Macerata "presta" Martino a Modena

15/09/2011

Matteo Martino Matteo Martino
Matteo Martino
E’ voluto tornare, lo ricordavamo un mesetto fa: torna. Sembrava finire a Belluno (nell’affare Kovar a Macerata); lo cercava Roma (dove forse, Martino, avrebbe continuato per un anno anche a fare beach); ha rifiutato un’avventura polacca (con il team di Bernardi), tornerà sottorete a Modena. Matteo Martino, che solo qualche giorno fa attraverso le pagine di un quotidiano emiliano lanciava primi messaggi d’amore per CasaModena, contribuiva a rendere inequivocabili i segnali di un ‘rendez vous’ che tutti negavano (con il general manager modenese Da Re in testa) e che, invece, era ormai certezza: presentazione ufficiale domani alle 12. Matteo Martino, dopo una estate calda e, in tutti i sensi (visti i suoi recenti trascorsi sulla sabbia e le ‘pepate’ interviste contro il volley indoor), Martino torna a schiacciare con Modena. Con una società che lo aveva cercato a dicembre del 2009, quando i rapporti tra il ventiquattrenne schiacciatore e Macerata era già decisamente deteriorati. In quel periodo la società emiliana negò ogni interessamento; la Lube disse che non era possibile ma, adesso, sono tutti concordi nel confermare quella trattativa. Amen.

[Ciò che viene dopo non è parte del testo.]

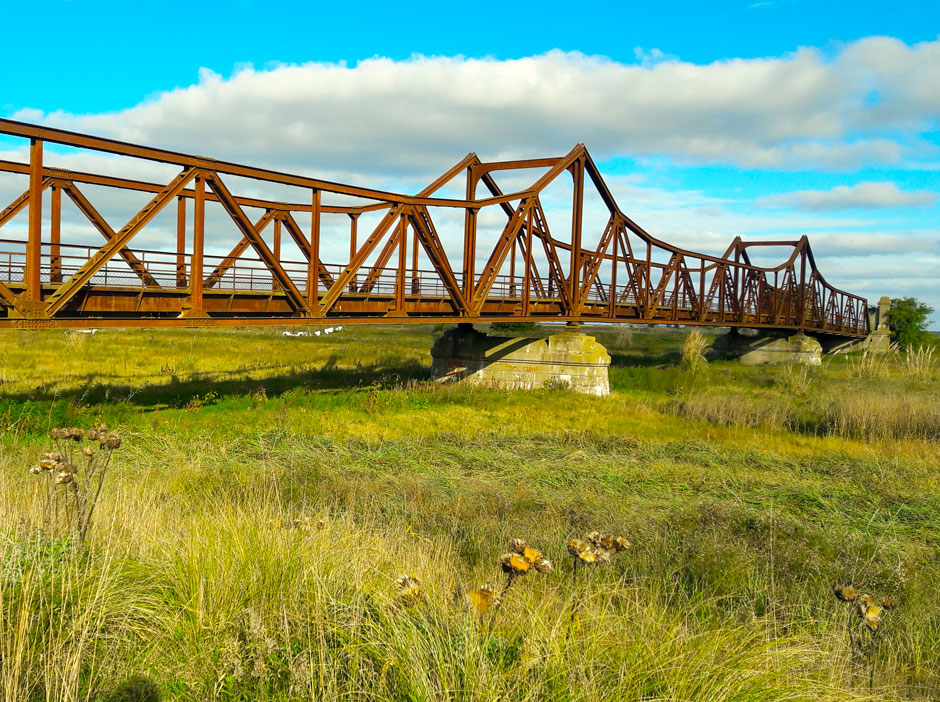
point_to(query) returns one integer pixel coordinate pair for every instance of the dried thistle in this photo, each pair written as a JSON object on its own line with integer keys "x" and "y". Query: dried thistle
{"x": 845, "y": 593}
{"x": 409, "y": 589}
{"x": 577, "y": 546}
{"x": 74, "y": 478}
{"x": 514, "y": 565}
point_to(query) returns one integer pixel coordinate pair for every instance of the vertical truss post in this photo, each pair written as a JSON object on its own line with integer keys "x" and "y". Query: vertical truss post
{"x": 801, "y": 302}
{"x": 469, "y": 240}
{"x": 181, "y": 242}
{"x": 402, "y": 261}
{"x": 34, "y": 240}
{"x": 55, "y": 236}
{"x": 701, "y": 291}
{"x": 527, "y": 281}
{"x": 277, "y": 249}
{"x": 612, "y": 298}
{"x": 199, "y": 231}
{"x": 415, "y": 289}
{"x": 353, "y": 232}
{"x": 313, "y": 275}
{"x": 512, "y": 267}
{"x": 577, "y": 207}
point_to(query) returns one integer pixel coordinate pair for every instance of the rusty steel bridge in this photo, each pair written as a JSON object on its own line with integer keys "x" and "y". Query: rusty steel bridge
{"x": 398, "y": 268}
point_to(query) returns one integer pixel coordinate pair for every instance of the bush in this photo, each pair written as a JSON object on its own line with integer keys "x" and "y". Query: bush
{"x": 908, "y": 319}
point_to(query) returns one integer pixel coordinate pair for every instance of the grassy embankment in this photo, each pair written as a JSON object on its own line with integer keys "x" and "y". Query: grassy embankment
{"x": 747, "y": 494}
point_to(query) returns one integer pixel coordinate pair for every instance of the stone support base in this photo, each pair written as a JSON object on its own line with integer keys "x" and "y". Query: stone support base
{"x": 569, "y": 360}
{"x": 762, "y": 349}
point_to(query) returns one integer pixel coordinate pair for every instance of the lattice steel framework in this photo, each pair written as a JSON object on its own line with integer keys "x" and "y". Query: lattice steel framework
{"x": 629, "y": 276}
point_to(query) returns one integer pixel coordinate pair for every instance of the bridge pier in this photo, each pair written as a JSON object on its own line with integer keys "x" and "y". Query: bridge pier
{"x": 569, "y": 360}
{"x": 753, "y": 347}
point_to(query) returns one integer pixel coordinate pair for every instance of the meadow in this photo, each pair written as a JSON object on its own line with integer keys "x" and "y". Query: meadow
{"x": 269, "y": 492}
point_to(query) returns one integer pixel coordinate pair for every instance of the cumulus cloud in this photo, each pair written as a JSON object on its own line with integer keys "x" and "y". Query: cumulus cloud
{"x": 868, "y": 195}
{"x": 802, "y": 110}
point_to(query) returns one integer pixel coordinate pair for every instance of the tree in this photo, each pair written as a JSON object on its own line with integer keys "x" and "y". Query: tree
{"x": 908, "y": 319}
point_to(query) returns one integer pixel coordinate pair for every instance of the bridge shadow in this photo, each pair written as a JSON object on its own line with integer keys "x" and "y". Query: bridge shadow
{"x": 640, "y": 359}
{"x": 204, "y": 389}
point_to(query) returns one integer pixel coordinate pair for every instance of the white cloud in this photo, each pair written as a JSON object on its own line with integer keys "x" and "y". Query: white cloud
{"x": 882, "y": 195}
{"x": 417, "y": 116}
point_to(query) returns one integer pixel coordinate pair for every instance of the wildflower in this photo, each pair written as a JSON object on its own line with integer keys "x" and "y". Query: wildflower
{"x": 543, "y": 565}
{"x": 872, "y": 617}
{"x": 110, "y": 441}
{"x": 587, "y": 556}
{"x": 845, "y": 593}
{"x": 409, "y": 588}
{"x": 576, "y": 547}
{"x": 513, "y": 564}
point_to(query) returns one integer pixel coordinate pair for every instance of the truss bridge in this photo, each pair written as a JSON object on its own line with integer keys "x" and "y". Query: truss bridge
{"x": 202, "y": 242}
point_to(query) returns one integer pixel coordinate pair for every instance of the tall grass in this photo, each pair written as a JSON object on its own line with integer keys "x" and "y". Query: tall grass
{"x": 248, "y": 544}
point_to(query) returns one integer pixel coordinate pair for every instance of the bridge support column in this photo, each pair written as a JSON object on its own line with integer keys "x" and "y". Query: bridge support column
{"x": 753, "y": 347}
{"x": 569, "y": 360}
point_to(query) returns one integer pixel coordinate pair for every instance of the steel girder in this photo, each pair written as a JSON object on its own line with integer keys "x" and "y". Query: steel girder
{"x": 626, "y": 276}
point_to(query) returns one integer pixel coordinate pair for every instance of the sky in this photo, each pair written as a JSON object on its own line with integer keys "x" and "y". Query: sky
{"x": 765, "y": 120}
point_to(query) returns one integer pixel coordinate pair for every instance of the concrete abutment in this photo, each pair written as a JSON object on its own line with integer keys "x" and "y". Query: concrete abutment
{"x": 569, "y": 360}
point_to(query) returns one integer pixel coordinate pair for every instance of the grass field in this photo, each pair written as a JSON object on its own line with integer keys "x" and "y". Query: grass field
{"x": 270, "y": 490}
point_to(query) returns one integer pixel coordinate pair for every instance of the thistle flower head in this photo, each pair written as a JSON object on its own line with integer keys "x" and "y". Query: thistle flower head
{"x": 530, "y": 554}
{"x": 514, "y": 564}
{"x": 543, "y": 565}
{"x": 409, "y": 588}
{"x": 872, "y": 616}
{"x": 865, "y": 601}
{"x": 110, "y": 441}
{"x": 577, "y": 546}
{"x": 587, "y": 556}
{"x": 845, "y": 593}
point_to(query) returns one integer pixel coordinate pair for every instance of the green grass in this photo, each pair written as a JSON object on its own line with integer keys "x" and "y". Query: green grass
{"x": 744, "y": 508}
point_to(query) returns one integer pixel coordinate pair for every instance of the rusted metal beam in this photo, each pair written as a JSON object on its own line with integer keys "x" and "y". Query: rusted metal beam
{"x": 85, "y": 272}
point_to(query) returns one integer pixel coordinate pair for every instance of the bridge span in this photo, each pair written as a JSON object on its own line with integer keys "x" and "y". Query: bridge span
{"x": 480, "y": 255}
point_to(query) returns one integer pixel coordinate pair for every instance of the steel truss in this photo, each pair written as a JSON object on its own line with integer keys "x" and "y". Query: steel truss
{"x": 629, "y": 276}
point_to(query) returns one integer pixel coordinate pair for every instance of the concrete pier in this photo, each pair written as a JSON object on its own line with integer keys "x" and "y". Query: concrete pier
{"x": 568, "y": 360}
{"x": 754, "y": 347}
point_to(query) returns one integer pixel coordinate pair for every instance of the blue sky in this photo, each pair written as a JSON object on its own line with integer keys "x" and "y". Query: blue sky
{"x": 711, "y": 120}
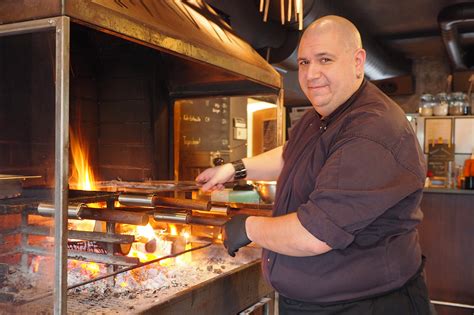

E’ solo storia, ormai che però fa da apripista alla conclusione di una improvvisa impennata di mercato ‘figlia’ del ritorno a Canossa del figliol prodigo (si fa per dire) e per Martino, a prescindere, un po’ tutti erano pronti a fare follie. O quasi. Ha vinto la concorrenza Modena, forse l’ultima a mettersi in fila (o magari la prima?), la società che più di altri ha creduto e crede nel rilancio di un vero e proprio talento del volley provando lasciare in un angolo il ‘rovescio della medaglia’, il carattere del giocatore. Modena, alla fine, porta in Emilia il giocatore in prestito ed è contenta; Macerata (che è proprietaria per ancora quattro anni del cartellino di Martino) è contenta perché nelle sue casse sono entrati decine di migliaia di euro. E come nelle belle favole, vissero tutti felici e contenti. Ma sarà vero?